Phthalates Everywhere…Even in Your Food (& a Few Tips for Avoiding Them)
Recently, a group of folks who care about keeping toxins out of our food supply tried to deliver a petition to Kraft-Heinz, urging them to get phthalates out of their products.
Those chemicals are plasticizers, used to make plastics flexible yet hard to break. They’re used in everything from flooring and adhesives to personal care products; from kids’ toys to personal care products.
They’re also known endocrine disruptors, which interfere with hormones that affect growth and reproductive health. They’ve been linked to issues such as childhood obesity and early-onset puberty, reproductive and genital defects, and lower testosterone levels in boys. There’s also some evidence that they may contribute to cognitive (brain) issues.
You’d think any sane human being would see the good sense in limiting exposure to such chemicals, but corporations? It’s a different story.
Every effort was made to contact Kraft-Heinz to arrange a meeting, deliver the petition, and start working together toward safer food. When they failed to respond, a small group assembled with one goal: To get Kraft to listen and engage with their consumers by addressing phthalate contamination in their supply chain.
Instead, Kraft-Heinz chose to send security guards to stand outside their door as if we were a threat.
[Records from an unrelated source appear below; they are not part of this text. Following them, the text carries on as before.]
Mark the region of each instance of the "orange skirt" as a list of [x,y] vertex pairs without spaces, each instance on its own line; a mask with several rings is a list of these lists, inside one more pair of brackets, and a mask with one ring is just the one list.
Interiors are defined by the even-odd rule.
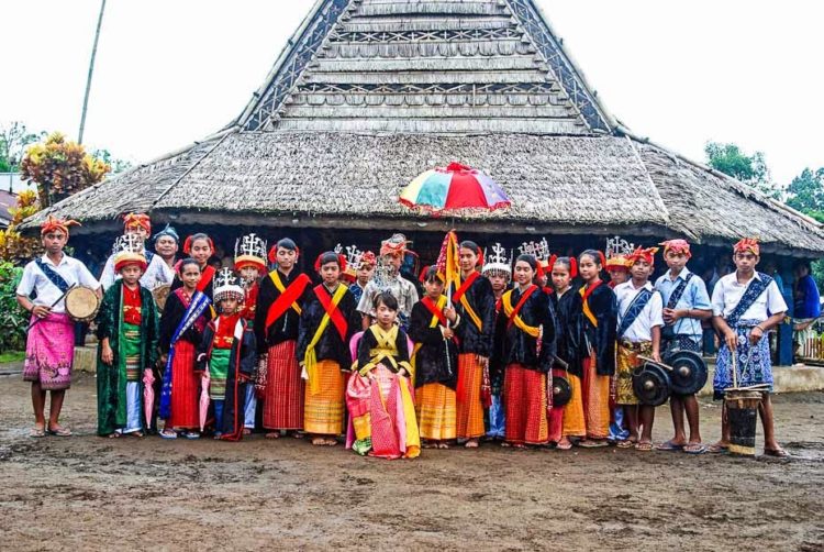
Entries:
[[483,404],[480,398],[483,368],[478,364],[478,355],[464,353],[458,355],[457,435],[458,439],[477,439],[486,429],[483,427]]
[[446,441],[457,437],[455,391],[442,384],[426,384],[415,390],[415,412],[421,439]]
[[595,373],[595,355],[583,360],[583,416],[587,437],[606,439],[610,434],[610,376]]
[[320,361],[316,374],[321,389],[313,395],[310,386],[305,386],[303,429],[314,435],[339,435],[343,433],[345,409],[345,374],[335,361]]
[[506,409],[506,442],[544,444],[549,440],[546,374],[527,369],[521,364],[510,364],[503,379],[503,402]]

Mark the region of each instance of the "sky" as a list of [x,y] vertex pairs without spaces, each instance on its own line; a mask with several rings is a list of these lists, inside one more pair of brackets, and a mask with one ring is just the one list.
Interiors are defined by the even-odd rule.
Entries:
[[[824,166],[824,2],[537,0],[599,98],[637,135],[703,161]],[[236,118],[314,0],[109,0],[85,143],[133,163]],[[0,125],[76,139],[100,0],[0,0]]]

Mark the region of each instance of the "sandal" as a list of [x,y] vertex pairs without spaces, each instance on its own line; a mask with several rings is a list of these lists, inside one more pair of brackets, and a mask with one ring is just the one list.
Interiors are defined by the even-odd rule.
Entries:
[[683,444],[673,443],[670,439],[666,443],[661,443],[659,445],[656,445],[656,451],[667,451],[667,452],[680,452],[684,449]]
[[46,432],[56,437],[71,437],[71,430],[63,426],[58,426],[57,428],[49,427]]
[[778,449],[765,449],[764,450],[765,456],[772,456],[776,459],[789,459],[791,454],[787,452],[786,450],[781,449],[780,446]]
[[703,443],[688,443],[683,446],[683,452],[687,454],[704,454],[706,445]]

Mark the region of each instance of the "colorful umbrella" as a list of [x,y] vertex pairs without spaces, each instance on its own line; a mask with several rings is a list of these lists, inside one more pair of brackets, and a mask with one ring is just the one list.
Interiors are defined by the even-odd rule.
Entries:
[[461,209],[493,211],[512,205],[503,189],[489,176],[459,163],[419,175],[403,188],[399,201],[433,213]]

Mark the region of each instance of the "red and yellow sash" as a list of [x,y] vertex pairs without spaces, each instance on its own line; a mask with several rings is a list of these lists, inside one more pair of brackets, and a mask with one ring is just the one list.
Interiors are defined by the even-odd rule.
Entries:
[[599,279],[593,281],[589,288],[581,288],[578,290],[578,292],[581,294],[581,298],[583,300],[583,316],[587,317],[587,320],[589,320],[590,323],[595,328],[598,328],[598,319],[592,313],[592,309],[589,308],[589,297],[592,295],[592,291],[594,291],[601,284],[603,284],[603,280]]
[[537,286],[532,285],[530,286],[526,291],[524,291],[524,295],[521,296],[521,300],[517,301],[516,306],[512,306],[512,290],[510,289],[505,294],[503,294],[503,297],[501,297],[501,302],[503,305],[503,312],[506,314],[506,318],[509,318],[509,324],[512,325],[515,324],[519,330],[523,331],[524,333],[532,335],[533,338],[537,339],[541,336],[541,328],[537,325],[528,325],[524,320],[521,318],[521,309],[524,307],[524,303],[526,300],[538,289]]
[[280,291],[280,295],[277,299],[269,306],[269,311],[266,313],[266,329],[268,330],[271,324],[278,321],[280,317],[283,316],[283,313],[292,309],[294,312],[300,316],[301,309],[298,305],[298,299],[300,296],[303,295],[303,291],[307,289],[307,286],[311,283],[309,279],[309,276],[305,274],[298,275],[297,278],[294,278],[294,281],[289,284],[289,287],[286,288],[283,286],[283,283],[280,280],[280,275],[278,274],[278,271],[272,271],[269,273],[269,278],[271,278],[271,283],[275,284],[275,287],[278,288],[278,291]]
[[314,347],[318,346],[318,343],[321,341],[321,336],[323,336],[323,332],[326,330],[330,321],[335,324],[337,332],[341,334],[341,339],[346,342],[348,324],[343,313],[341,313],[341,310],[337,308],[337,305],[341,302],[344,295],[346,295],[346,286],[338,284],[335,294],[330,298],[323,284],[314,288],[314,294],[318,296],[318,300],[321,301],[323,310],[325,310],[326,313],[323,314],[321,323],[318,324],[318,330],[314,332],[309,346],[307,346],[307,355],[303,358],[303,365],[309,375],[309,390],[312,395],[318,395],[321,391],[321,378],[318,376],[318,354],[315,353]]
[[[467,314],[469,314],[470,320],[475,323],[476,328],[478,328],[478,331],[482,332],[483,322],[481,322],[480,317],[477,312],[475,312],[475,309],[472,309],[472,306],[469,303],[469,299],[466,298],[466,292],[470,287],[472,287],[472,284],[475,284],[475,280],[478,279],[479,276],[479,272],[472,272],[472,274],[470,274],[467,279],[460,283],[460,285],[458,286],[458,290],[455,291],[452,300],[453,302],[460,302],[460,305],[464,306],[464,310]],[[460,279],[458,279],[458,281],[460,281]]]

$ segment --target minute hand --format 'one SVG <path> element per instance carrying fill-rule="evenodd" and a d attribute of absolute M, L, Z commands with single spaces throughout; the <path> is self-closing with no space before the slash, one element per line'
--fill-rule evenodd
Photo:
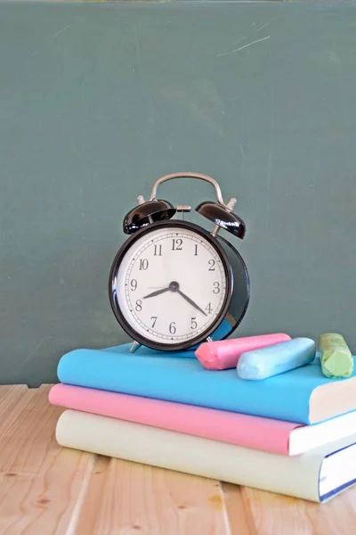
<path fill-rule="evenodd" d="M 157 292 L 152 292 L 152 293 L 149 293 L 149 295 L 145 295 L 143 299 L 148 299 L 149 297 L 155 297 L 156 295 L 160 295 L 161 293 L 165 293 L 165 292 L 168 292 L 170 290 L 169 286 L 167 288 L 164 288 L 163 290 L 158 290 Z"/>
<path fill-rule="evenodd" d="M 185 295 L 185 293 L 183 293 L 182 292 L 181 292 L 181 290 L 177 290 L 177 292 L 178 292 L 180 295 L 182 295 L 182 297 L 183 299 L 185 299 L 185 300 L 187 300 L 189 303 L 190 303 L 190 305 L 191 305 L 192 307 L 194 307 L 194 309 L 197 309 L 197 310 L 199 310 L 199 311 L 200 311 L 202 314 L 204 314 L 204 316 L 206 316 L 206 314 L 204 312 L 204 310 L 202 310 L 202 309 L 200 309 L 200 307 L 198 307 L 198 306 L 197 305 L 197 303 L 195 303 L 193 300 L 191 300 L 191 299 L 190 299 L 190 298 L 189 298 L 189 297 L 188 297 L 188 295 Z"/>

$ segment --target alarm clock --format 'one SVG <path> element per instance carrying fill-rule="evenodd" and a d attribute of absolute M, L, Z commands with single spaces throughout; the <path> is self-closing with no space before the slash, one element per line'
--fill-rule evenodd
<path fill-rule="evenodd" d="M 172 179 L 208 182 L 215 201 L 196 211 L 210 221 L 211 230 L 184 218 L 189 205 L 174 206 L 157 198 L 158 186 Z M 219 233 L 243 239 L 244 221 L 232 211 L 236 199 L 223 202 L 218 183 L 199 173 L 174 173 L 157 180 L 149 201 L 124 218 L 127 240 L 117 251 L 109 279 L 111 309 L 140 346 L 164 351 L 193 349 L 206 341 L 230 336 L 247 309 L 250 282 L 238 251 Z"/>

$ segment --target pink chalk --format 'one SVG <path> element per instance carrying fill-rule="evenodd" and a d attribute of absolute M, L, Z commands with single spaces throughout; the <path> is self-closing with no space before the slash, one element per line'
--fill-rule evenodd
<path fill-rule="evenodd" d="M 207 370 L 228 370 L 236 367 L 242 353 L 288 340 L 291 340 L 288 334 L 277 333 L 219 342 L 206 342 L 198 348 L 195 354 Z"/>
Their decision is in line with a long history of systematic corporate denial of health hazards in products, following in the footsteps of the tobacco and lead industries by refusing to even acknowledge that a problem exists, the classic Deceit and Denial strategy.
Anyone surprised by this?
Of course, it’s not just a problem with Kraft-Heinz products either but processed foods in general, especially ultraprocessed products. Research published earlier this year in Environment International found that for each 10% increase in energy taken in from ultraprocessed food products, there was an 8% increase in urinary levels of common phthalates.
Also troubling, if not unexpected: The association was even stronger for kids. After all, their bodies are smaller and still developing. The impact of exposure is naturally greater.
The study also confirmed that while fast foods tended to have higher concentrations of phthalates, minimally processed foods had far less, as well as lower levels of bisphenols A and F.
This study confirms earlier research suggesting that eating out increases exposure to phthalates. Crunching numbers from roughly 10 years of NHANES data (2005 – 2014) from more than 100,000 participants, researchers found that those who ate out averaged 35% more phthalate intake than those who ate at home.
And as in the current study, the association was stronger in kids. For instance, while a cafeteria meal was found to raise phthalate levels 15% in adults, it resulted in a 64% jump for children.
Particular foods, especially sandwiches (i.e. cheeseburgers), were associated with increased Σandrogen-disruptor levels only if they were purchased away from home.
Clearly, making your own meals from scratch at home can be one of the best things you can do to limit exposure to phthalates. That also means using glass, steel, or other non-plastic vessels and utensils for your cooking, since plastics are what put the chemicals into the food in the first place.
If you MUST use plastic, at least avoid it for cooking and keep it out of the dishwasher, since heat releases chemicals from the plastic.
Since phthalates are common in the pesticides allowed in conventional farming, opting for organic can also limit your exposure. If you include meat in your diet, go for grass-fed, since livestock feed is typically stored in plastic containers.
Eating more plants can also be helpful. Studies like the ones above suggest that meat and dairy may be more prone to absorb phthalates because of their fat content. The more plants in the diet, the lower levels seem to be.
But above all, it’s about avoiding the ultraprocessed stuff – even if it’s labeled “organic” and “natural” and “healthy” – and opting for more nutrient dense and toxin-free whole food. Yes, it can take some planning and greater investments of time and money to give your body what it needs to thrive, but we think you’re worth it.